Gracias a mi entrenamiento de la sensibilidad, evité decir "Abre las piernas", pero en cambio dije:

—Da un paso más con el pie derecho. Bien. Está bien, aquí vamos.

Giré las caderas de Bella 90 grados a la derecha, luego la giré a ella 180 grados de modo que se enfrentaba a la meta con los hombros y las caderas.

—Bueno, volviendo al centro de nuevo. ¡Te giras y entonces… lanzas! —Moví sus caderas más rápido esa vez. Ella perdió el equilibrio. Mi puño se apretó reflexivamente, encerrándola en su lugar para que no se cayera.

»No te preocupes, Bella. No voy a dejarte caer. —Cuando dije esas palabras, esperé que entendiera lo mucho que significaban.

Ella se rió nerviosamente y se colocó a sí misma para volver a intentarlo.

—Abre los ojos ahora.

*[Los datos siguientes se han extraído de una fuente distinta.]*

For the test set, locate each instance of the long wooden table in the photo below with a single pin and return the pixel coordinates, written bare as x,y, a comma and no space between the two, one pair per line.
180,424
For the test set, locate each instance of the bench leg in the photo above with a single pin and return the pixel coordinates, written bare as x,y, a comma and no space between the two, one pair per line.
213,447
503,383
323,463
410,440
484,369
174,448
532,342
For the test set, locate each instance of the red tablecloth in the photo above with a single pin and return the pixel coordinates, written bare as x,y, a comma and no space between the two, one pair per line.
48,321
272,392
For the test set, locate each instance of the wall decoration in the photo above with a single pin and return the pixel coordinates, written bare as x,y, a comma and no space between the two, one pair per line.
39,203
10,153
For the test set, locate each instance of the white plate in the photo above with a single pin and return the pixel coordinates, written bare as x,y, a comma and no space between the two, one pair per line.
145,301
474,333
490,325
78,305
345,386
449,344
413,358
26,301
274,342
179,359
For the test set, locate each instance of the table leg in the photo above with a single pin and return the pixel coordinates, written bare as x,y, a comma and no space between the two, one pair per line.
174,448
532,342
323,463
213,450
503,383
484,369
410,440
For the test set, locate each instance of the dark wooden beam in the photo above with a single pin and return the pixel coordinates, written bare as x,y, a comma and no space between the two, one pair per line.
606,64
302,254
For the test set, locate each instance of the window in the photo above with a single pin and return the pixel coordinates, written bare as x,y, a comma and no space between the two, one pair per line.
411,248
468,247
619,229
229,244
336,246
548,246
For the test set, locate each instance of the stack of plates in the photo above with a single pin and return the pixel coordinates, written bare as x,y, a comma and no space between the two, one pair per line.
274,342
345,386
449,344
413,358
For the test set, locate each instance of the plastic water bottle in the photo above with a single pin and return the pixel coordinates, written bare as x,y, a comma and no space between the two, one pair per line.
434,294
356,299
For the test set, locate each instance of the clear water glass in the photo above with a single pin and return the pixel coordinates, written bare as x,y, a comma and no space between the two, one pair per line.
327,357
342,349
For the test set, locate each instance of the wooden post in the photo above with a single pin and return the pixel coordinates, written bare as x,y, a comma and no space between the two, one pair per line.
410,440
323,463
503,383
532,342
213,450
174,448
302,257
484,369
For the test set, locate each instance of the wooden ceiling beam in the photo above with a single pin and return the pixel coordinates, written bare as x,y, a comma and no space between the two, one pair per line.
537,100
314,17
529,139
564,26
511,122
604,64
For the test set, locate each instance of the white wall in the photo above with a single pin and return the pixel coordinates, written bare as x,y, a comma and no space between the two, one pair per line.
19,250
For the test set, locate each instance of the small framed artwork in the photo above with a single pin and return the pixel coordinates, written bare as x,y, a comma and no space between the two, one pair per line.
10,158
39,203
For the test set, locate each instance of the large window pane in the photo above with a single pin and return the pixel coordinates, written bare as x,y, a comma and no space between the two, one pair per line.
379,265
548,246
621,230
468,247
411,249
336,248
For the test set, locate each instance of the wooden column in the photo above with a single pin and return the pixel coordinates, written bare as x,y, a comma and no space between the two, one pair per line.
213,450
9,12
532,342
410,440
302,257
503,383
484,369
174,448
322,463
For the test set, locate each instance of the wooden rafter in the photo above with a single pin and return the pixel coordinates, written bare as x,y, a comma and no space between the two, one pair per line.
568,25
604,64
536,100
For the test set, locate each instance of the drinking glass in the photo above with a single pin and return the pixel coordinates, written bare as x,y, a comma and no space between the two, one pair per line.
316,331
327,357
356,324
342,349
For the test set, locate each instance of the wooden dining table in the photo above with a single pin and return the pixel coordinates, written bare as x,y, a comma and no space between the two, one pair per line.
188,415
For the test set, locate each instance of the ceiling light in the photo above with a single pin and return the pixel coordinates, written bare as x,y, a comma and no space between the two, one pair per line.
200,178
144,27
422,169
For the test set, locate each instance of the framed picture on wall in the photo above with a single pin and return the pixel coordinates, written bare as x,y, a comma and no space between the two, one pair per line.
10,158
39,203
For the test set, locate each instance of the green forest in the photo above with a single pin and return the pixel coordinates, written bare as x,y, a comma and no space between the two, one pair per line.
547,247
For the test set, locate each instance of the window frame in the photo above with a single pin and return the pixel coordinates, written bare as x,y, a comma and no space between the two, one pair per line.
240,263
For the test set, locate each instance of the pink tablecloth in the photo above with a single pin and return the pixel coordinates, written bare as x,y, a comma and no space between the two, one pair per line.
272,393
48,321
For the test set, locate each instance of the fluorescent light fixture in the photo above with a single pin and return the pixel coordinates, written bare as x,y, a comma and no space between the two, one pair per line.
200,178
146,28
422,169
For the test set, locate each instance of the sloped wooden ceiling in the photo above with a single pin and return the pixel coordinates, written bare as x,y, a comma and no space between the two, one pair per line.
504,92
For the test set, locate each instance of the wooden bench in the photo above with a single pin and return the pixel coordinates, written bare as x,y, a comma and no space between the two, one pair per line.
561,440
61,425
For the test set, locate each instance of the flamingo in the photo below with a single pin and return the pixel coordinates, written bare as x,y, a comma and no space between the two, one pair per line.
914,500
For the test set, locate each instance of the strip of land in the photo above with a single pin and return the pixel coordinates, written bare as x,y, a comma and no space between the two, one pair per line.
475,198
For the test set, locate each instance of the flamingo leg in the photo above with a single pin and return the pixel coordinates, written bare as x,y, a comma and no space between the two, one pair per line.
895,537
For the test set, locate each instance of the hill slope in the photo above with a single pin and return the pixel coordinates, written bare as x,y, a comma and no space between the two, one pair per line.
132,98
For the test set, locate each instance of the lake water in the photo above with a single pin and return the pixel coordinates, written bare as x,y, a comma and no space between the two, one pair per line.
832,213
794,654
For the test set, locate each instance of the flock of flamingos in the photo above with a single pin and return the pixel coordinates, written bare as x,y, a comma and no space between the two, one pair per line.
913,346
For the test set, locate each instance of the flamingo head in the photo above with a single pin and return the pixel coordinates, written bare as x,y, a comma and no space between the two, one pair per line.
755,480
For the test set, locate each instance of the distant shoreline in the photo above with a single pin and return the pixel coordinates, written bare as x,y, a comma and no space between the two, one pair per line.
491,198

Aquí vamos. ¿Ves dónde te encuentras? ¿Hombros y cremallera hacia el objetivo? Ahora inténtalo.

Era reacio a dejarla ir y, por un instante, creí ver también una mirada de decepción cruzar su cara. No fue por mucho tiempo, ya que su primera vez requería un ajuste. Y me dije que esa era la única razón por la que mis manos estuvieron en ella tan pronto como la dejé ir.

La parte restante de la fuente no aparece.